Delisa berhasil diselamatkan Prajurit Smith, setelah berhari-hari pingsan di cadas bukit. Sayangnya luka parah membuat kaki kanan Delisa harus diamputasi. Penderitaan Delisa menarik iba banyak orang.Prajurit Smith sempat ingin mengadopsi Delisa bila dia sebatang kara, tapi Abi Usman berhasil menemukan Delisa. >>>
elisa bahagia berkumpul lagi dengan ayahnya, walaupun sedih mendengar kabar ketiga kakaknya telah pergi ke surga, dan Ummi belum ketahuan ada di mana. 
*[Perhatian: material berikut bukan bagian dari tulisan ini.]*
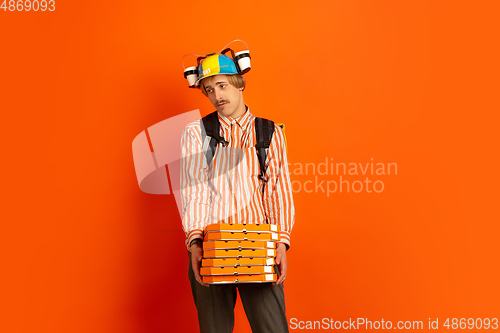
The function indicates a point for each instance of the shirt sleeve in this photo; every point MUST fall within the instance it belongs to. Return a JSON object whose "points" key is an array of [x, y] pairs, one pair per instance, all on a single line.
{"points": [[278, 199], [195, 193]]}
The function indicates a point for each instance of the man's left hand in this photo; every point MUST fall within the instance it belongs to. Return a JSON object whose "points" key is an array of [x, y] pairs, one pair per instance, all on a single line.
{"points": [[281, 262]]}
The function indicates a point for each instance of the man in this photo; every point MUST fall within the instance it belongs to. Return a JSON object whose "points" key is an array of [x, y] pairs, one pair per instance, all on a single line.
{"points": [[230, 190]]}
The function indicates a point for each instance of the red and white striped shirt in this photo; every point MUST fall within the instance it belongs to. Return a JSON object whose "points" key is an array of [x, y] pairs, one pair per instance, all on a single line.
{"points": [[230, 191]]}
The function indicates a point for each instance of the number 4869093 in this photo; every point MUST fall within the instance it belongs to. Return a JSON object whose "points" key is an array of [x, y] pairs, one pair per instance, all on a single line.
{"points": [[27, 5]]}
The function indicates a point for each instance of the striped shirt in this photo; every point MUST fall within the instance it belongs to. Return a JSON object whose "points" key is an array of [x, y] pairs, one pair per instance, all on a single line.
{"points": [[230, 191]]}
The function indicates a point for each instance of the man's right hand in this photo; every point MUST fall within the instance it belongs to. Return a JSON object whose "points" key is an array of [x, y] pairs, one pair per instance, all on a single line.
{"points": [[196, 256]]}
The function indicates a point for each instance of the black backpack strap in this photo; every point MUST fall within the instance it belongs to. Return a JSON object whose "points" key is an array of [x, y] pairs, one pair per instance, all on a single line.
{"points": [[211, 135], [264, 130]]}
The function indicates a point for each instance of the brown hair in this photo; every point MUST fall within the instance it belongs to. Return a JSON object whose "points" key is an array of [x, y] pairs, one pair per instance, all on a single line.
{"points": [[236, 80]]}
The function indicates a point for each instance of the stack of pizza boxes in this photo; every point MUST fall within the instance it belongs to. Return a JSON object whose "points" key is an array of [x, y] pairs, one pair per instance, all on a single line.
{"points": [[239, 253]]}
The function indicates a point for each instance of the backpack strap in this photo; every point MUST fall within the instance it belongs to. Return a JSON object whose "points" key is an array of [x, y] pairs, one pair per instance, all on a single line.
{"points": [[210, 135], [264, 130]]}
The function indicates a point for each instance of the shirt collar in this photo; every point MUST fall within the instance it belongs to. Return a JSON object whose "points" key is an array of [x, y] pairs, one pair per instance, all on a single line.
{"points": [[242, 121]]}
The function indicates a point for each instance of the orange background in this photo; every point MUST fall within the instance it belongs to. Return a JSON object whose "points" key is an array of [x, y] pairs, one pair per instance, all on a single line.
{"points": [[413, 83]]}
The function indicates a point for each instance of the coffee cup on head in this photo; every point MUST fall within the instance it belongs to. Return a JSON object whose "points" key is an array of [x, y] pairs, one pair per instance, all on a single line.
{"points": [[191, 74], [243, 60]]}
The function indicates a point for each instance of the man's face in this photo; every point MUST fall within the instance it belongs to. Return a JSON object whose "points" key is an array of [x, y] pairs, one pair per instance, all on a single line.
{"points": [[227, 99]]}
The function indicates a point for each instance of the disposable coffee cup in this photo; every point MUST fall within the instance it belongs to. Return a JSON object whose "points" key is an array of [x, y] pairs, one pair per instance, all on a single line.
{"points": [[243, 59], [191, 74]]}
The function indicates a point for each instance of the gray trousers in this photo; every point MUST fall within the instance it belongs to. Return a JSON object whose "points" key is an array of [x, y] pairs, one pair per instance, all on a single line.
{"points": [[264, 306]]}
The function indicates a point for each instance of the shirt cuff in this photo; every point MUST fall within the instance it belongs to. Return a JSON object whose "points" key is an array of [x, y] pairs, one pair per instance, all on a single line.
{"points": [[193, 234], [285, 238]]}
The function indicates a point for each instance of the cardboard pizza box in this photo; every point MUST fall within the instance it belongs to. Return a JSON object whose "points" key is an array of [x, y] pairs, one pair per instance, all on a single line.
{"points": [[235, 262], [250, 253], [228, 227], [237, 270], [252, 236], [238, 245], [216, 279]]}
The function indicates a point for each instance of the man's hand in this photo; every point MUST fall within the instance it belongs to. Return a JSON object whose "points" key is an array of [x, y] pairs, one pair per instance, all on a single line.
{"points": [[281, 262], [196, 256]]}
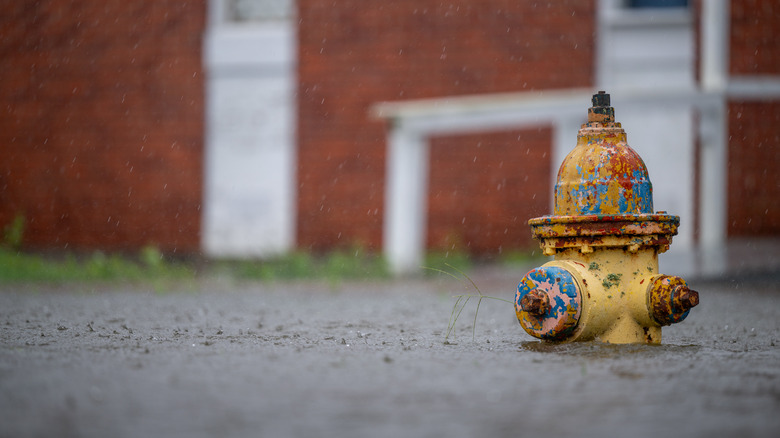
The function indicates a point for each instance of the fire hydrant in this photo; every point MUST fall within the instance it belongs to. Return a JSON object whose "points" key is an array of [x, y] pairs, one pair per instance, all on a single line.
{"points": [[603, 283]]}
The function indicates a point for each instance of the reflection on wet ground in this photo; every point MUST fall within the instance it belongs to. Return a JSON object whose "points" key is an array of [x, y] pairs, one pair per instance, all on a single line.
{"points": [[370, 359]]}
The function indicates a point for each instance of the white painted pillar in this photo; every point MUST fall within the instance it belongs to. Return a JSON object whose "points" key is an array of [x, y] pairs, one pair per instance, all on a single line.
{"points": [[714, 124], [406, 192]]}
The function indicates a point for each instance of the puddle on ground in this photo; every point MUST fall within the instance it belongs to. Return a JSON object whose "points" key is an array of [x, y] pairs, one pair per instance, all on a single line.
{"points": [[595, 349]]}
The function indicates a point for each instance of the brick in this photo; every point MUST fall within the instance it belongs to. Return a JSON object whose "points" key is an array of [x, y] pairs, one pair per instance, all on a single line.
{"points": [[353, 54]]}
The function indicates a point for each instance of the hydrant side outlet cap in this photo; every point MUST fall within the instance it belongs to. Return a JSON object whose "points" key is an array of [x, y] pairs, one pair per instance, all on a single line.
{"points": [[548, 303]]}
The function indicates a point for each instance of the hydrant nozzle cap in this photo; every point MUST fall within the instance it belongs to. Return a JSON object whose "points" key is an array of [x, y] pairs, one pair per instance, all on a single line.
{"points": [[601, 111]]}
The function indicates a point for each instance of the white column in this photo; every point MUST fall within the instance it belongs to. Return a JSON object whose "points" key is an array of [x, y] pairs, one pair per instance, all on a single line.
{"points": [[714, 125], [406, 193]]}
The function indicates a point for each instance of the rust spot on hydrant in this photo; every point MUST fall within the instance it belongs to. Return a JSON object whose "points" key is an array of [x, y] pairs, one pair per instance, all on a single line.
{"points": [[605, 238], [535, 302]]}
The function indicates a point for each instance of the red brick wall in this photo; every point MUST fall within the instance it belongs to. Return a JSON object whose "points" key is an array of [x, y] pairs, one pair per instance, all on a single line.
{"points": [[754, 159], [754, 43], [101, 132], [754, 126], [484, 189], [354, 53]]}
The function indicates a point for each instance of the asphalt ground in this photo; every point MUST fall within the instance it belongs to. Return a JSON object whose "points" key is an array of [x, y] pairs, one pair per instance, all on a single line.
{"points": [[370, 359]]}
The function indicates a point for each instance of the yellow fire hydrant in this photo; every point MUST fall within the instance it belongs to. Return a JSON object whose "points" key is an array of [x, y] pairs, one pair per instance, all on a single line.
{"points": [[603, 283]]}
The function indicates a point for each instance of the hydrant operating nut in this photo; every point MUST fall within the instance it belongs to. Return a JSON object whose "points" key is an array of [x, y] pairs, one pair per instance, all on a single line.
{"points": [[605, 239]]}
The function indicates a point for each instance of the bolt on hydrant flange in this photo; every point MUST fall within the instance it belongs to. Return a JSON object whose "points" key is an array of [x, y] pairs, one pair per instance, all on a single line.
{"points": [[603, 283]]}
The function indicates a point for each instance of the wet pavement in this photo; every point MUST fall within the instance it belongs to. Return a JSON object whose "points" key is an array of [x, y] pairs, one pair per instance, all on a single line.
{"points": [[358, 359]]}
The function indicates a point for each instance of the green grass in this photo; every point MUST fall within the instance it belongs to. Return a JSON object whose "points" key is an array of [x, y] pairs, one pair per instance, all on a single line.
{"points": [[337, 265], [150, 265], [20, 267]]}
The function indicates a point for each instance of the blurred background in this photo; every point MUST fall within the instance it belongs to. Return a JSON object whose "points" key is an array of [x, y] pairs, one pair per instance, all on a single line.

Delisa bangkit, di tengah rasa sedih akibat kehilangan, di tengah rasa putus asa yang mendera Abi Usman dan juga orang-orang Aceh lainnya, Delisa telah menjadi malaikat kecil yang membagikan tawa di setiap kehadirannya.
Walaupun terasa berat, Delisa telah mengajarkan bagaimana kesedihan bisa menjadi kekuatan untuk tetap bertahan. Walau airmata rasanya tak ingin berhenti mengalir, tapi Delisa mencoba memahami apa itu ikhlas, mengerjakan sesuatu tanpa mengharap balasan.
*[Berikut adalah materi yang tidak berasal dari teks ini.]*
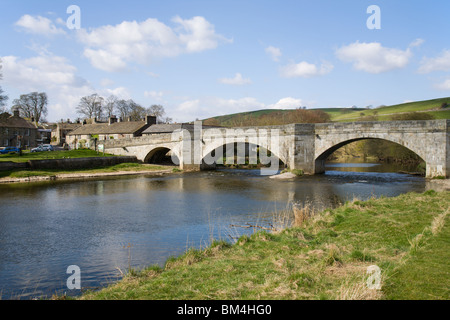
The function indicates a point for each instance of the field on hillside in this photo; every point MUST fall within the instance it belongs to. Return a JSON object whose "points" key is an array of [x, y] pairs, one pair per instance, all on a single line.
{"points": [[433, 109]]}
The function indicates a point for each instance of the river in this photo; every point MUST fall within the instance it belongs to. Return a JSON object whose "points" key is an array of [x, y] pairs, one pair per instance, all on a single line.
{"points": [[105, 226]]}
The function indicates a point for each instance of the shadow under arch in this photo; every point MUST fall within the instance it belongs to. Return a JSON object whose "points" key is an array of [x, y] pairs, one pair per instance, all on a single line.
{"points": [[161, 155], [241, 154], [322, 158]]}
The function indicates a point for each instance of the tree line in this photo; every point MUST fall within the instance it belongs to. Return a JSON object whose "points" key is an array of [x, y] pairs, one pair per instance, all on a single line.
{"points": [[100, 108]]}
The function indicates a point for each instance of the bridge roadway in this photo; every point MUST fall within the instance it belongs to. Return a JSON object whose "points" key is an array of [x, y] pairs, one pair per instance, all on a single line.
{"points": [[299, 146]]}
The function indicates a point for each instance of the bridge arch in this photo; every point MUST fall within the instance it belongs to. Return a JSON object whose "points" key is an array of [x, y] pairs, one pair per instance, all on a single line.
{"points": [[252, 151], [324, 152], [161, 155]]}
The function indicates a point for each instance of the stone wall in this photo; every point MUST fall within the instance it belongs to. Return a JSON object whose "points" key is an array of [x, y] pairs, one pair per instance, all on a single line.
{"points": [[67, 164]]}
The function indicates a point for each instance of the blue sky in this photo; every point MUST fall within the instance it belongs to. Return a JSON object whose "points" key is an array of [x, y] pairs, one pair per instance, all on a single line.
{"points": [[207, 58]]}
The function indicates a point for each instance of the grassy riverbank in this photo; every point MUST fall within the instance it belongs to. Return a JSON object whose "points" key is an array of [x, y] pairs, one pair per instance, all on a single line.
{"points": [[119, 169], [62, 154], [322, 256]]}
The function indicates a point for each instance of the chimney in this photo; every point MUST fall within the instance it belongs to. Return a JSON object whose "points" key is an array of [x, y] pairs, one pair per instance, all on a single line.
{"points": [[112, 120], [150, 120]]}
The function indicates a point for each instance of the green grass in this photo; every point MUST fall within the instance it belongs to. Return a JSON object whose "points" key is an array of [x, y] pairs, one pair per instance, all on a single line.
{"points": [[105, 169], [346, 115], [26, 156], [326, 258], [385, 113]]}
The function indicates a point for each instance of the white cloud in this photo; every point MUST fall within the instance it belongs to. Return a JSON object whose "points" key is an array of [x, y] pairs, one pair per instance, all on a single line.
{"points": [[119, 92], [40, 73], [373, 57], [38, 25], [51, 74], [238, 80], [444, 85], [439, 63], [305, 70], [416, 43], [106, 82], [111, 48], [274, 53]]}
"Delisa cinta Ummi karena Allah"
Kalimat tersebut pernah diucapkan Delisa di depan Umminya. Dan untuk kedua kalinya, bocah 6 tahun itu mengucapkan kalimat itu lagi dan mengganti kata Ummi menjadi Abi. Abi Usman yang sempat kehilangan arah mendadak berurai airmata mendengar ucapan bungsunya. Ucapan Delisa yang semakin membuatnya tegar dan tak pernah mengeluh meski harus berjalan tanpa dua kaki. Akhir cerita, Delisa yang sempurna membaca bacaan shalat untuk pertama kalinya mendapatkan sebuah hadiah dari Allah, hadiah yang tak bisa dinilai dengan apapun dan seolah mengobati rasa rindunya yang mendalam pada Ummi. Ia menemukan jasad (tulang belulang) bundanya yang selama ini hilang akibat tsunami dalam keadaan memegang kalung yang akan dihadiahkan padanya itu.